🤖 AI Summary
Current large language models (LLMs) underperform specialized fine-tuned models on aspect-based sentiment analysis (ABSA), and their potential for this fine-grained task remains systematically unexplored. This work presents the first systematic investigation of full-parameter fine-tuning of open-source LLaMA-based models—specifically Orca-2—for ABSA, evaluated across eight English benchmark datasets and four core ABSA subtasks (aspect term extraction, aspect category detection, opinion term extraction, and sentiment polarity classification). Results demonstrate that fine-tuned Orca-2 achieves new state-of-the-art performance on all four subtasks. However, it exhibits significant limitations in zero-shot and few-shot settings. Error analysis identifies key bottlenecks in aspect boundary identification, sentiment polarity disambiguation, and cross-subtask consistency. This study provides empirical evidence and a reproducible technical pipeline for adapting foundation LLMs to fine-grained sentiment analysis, advancing both methodological understanding and practical deployment.
📝 Abstract
While large language models (LLMs) show promise for various tasks, their performance in compound aspect-based sentiment analysis (ABSA) tasks lags behind fine-tuned models.
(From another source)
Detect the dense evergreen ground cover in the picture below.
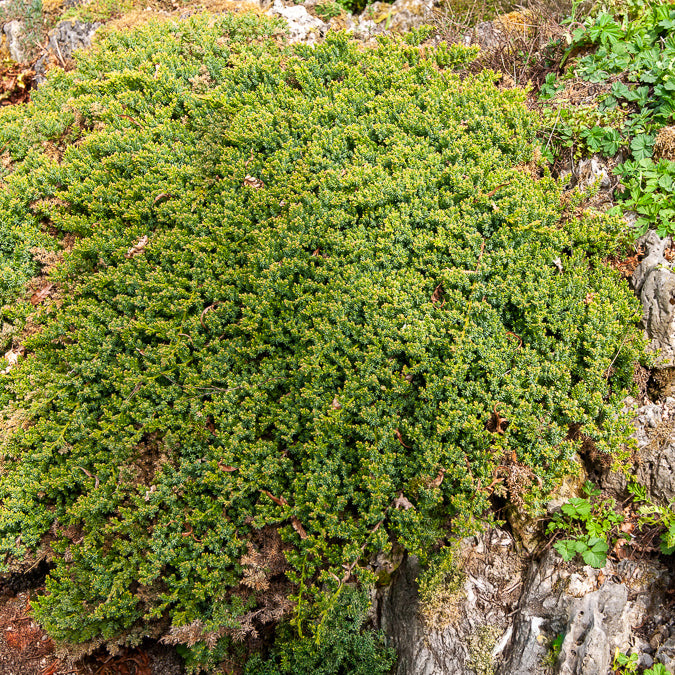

However, the potential of LLMs fine-tuned for ABSA remains unexplored. This paper examines the capabilities of open-source LLMs fine-tuned for ABSA, focusing on LLaMA-based models. We evaluate the performance across four tasks and eight English datasets, finding that the fine-tuned Orca~2 model surpasses state-of-the-art results in all tasks. However, all models struggle in zero-shot and few-shot scenarios compared to fully fine-tuned ones. Additionally, we conduct error analysis to identify challenges faced by fine-tuned models.